Si les facteurs économiques sont importants pour comprendre pourquoi les Blancs quittent les villes à cette époque – comme le ralentissement de l’activité industrielle dans les villes du nord du pays, en raison des délocalisations d’entreprises vers le sud – le rôle des politiques publiques est particulièrement mis en avant dans la littérature. C’est le cas, notamment, des politiques de transport, tournées vers la voiture, comme des politiques favorisant l’accession des Blancs à la propriété immobilière (Jackson 1987, Beauregard 2006, Katznelson 2005). Tout d’abord, la construction d’autoroutes, grâce au Federal Highway Act de 1956, a encouragé le développement des suburbs où s’étendent les lotissements résidentiels et les zones commerciales, rendant possibles le départ des Blancs et les mobilités ville-banlieue. Ensuite, de nombreux chercheurs mettent aujourd’hui en avant le facteur clef que furent les transformations du marché de l’immobilier. Les politiques d’assurance de prêt de l’Etat fédéral à destination des familles blanches, la pratique du « redlining » – qui consistait à refuser les prêts immobiliers dans les zones jugées « à risque » à cause de la présence de minorités – ou encore celle du « blockbusting », par laquelle les agents immobiliers faisaient croire à des Blancs que la valeur financière de leur logement allait chuter à cause de l’arrivée imminente d’Africains-Américains dans le quartier, ont été bien documentées et ont encouragé le départ des Blancs vers les banlieues périurbaines (Taylor 2019, Satter 2009, Freund 2010).

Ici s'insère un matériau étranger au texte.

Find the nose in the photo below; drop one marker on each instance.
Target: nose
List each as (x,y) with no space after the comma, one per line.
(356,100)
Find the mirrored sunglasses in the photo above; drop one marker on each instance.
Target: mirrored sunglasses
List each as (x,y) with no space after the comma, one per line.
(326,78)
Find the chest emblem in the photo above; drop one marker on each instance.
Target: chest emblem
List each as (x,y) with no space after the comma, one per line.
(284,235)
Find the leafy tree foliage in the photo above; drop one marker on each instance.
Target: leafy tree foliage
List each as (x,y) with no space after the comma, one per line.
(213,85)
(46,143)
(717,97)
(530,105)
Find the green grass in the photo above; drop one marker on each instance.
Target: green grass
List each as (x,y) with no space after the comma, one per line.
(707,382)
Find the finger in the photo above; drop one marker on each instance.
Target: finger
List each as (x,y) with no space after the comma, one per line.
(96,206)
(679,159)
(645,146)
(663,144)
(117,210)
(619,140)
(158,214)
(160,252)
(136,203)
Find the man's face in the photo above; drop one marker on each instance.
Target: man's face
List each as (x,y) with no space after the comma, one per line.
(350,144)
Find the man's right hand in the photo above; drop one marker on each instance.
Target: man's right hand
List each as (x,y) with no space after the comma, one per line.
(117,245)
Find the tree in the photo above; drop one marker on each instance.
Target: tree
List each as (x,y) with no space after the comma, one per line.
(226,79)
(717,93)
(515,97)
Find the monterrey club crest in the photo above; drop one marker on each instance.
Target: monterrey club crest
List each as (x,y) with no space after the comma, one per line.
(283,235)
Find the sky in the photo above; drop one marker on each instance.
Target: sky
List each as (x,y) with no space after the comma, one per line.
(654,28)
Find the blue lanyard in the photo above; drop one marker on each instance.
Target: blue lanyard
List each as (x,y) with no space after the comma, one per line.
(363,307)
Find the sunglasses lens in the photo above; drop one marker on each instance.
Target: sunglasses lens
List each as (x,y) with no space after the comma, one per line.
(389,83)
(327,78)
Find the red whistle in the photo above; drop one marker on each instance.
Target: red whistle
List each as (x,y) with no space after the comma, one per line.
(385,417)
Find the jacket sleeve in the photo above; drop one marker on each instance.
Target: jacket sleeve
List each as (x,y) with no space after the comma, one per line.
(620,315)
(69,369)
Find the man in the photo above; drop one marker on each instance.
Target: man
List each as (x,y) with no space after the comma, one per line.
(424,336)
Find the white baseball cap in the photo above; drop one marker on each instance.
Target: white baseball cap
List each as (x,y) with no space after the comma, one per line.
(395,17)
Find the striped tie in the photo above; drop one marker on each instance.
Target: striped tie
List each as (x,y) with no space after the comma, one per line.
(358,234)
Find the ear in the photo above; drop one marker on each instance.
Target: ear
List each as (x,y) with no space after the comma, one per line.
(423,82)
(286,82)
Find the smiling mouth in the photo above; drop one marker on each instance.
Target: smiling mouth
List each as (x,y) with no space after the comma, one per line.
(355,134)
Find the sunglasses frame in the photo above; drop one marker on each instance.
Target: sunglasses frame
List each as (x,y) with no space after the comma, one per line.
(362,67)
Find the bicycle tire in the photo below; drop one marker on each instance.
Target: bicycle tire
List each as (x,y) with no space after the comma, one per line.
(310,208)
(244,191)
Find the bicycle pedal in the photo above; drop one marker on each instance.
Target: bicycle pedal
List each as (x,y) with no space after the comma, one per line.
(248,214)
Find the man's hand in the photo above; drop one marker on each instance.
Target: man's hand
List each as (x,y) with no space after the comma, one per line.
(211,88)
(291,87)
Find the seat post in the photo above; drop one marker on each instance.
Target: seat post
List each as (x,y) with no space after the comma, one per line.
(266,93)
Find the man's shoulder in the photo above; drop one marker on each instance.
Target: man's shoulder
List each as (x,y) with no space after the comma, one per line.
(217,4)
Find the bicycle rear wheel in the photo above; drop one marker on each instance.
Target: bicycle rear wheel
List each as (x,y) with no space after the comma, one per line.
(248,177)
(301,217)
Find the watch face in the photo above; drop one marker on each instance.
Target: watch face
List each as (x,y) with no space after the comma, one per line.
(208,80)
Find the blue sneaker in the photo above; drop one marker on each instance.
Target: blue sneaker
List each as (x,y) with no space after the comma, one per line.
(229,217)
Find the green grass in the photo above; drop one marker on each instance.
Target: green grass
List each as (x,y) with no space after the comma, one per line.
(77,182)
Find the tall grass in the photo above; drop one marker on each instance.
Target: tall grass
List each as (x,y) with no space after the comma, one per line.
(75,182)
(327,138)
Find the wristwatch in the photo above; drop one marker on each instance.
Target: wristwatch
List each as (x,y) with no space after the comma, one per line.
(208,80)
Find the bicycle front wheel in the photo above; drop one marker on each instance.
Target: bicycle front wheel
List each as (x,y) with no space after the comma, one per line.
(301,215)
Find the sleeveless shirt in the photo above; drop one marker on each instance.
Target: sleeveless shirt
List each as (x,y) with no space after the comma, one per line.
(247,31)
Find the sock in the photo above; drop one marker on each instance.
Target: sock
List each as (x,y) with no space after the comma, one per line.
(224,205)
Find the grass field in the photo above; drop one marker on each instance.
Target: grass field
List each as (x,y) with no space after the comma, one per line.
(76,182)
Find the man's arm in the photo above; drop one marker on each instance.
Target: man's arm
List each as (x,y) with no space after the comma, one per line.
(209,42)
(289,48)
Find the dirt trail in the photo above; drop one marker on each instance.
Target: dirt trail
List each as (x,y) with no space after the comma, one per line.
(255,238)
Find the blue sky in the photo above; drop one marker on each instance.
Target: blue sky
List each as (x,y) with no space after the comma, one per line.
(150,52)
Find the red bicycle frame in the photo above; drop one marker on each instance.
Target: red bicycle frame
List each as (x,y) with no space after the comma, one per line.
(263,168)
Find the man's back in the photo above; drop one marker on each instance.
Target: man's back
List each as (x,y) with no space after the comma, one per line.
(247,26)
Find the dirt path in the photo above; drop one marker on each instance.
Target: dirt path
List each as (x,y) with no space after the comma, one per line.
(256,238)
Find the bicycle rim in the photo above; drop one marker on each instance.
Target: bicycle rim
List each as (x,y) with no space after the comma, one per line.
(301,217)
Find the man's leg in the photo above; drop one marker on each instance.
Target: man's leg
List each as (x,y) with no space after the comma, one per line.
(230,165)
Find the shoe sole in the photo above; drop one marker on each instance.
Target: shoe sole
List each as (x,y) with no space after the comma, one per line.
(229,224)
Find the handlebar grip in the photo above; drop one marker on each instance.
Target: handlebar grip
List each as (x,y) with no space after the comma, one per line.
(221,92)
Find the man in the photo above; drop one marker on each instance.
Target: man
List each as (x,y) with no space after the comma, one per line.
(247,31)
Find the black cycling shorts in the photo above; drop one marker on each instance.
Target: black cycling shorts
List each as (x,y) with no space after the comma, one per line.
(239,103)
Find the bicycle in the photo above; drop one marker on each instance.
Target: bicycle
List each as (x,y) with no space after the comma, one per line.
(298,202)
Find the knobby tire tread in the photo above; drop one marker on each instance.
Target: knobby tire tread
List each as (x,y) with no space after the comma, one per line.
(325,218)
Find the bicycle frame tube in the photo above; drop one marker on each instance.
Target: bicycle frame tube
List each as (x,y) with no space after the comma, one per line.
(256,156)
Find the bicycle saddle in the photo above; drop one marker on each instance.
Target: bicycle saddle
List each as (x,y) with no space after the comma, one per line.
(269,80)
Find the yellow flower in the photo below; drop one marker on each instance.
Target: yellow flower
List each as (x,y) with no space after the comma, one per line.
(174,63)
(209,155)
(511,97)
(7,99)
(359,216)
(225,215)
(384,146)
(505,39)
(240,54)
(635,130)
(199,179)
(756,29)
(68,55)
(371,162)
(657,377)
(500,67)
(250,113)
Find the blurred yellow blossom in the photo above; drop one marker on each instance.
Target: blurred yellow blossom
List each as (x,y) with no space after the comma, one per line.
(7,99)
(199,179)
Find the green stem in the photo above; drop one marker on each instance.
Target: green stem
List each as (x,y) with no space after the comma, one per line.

A cette recherche des origines s’ajoute l’exploration des conséquences du « white flight » sur les métropoles. Cette migration recompose profondément l’espace métropolitain états-unien au XXe siècle puisqu’elle contribue à l’étalement suburbain : plus de 40% de la population vit en banlieue en 1980. L’autre conséquence est l’accélération de la « crise urbaine », telle qu’elle est nommée à partir des années 1960, caractérisée par le déclin démographique et économique, la croissance de la population noire dans les centres-villes et la perte de recettes fiscales pour les municipalités, en raison de la contraction de l’assiette fiscale due au départ des Blancs. A rebours de cette analyse de la crise, Keeanga-Yamahtta Taylor met en avant une autre conséquence du « white flight » sur les villes. Le départ des Blancs crée un vide dans le marché de l’immobilier urbain, ce qui non seulement encourage l’implantation des Noirs, mais aussi leur accès à la propriété immobilière dans les logements désormais inoccupés.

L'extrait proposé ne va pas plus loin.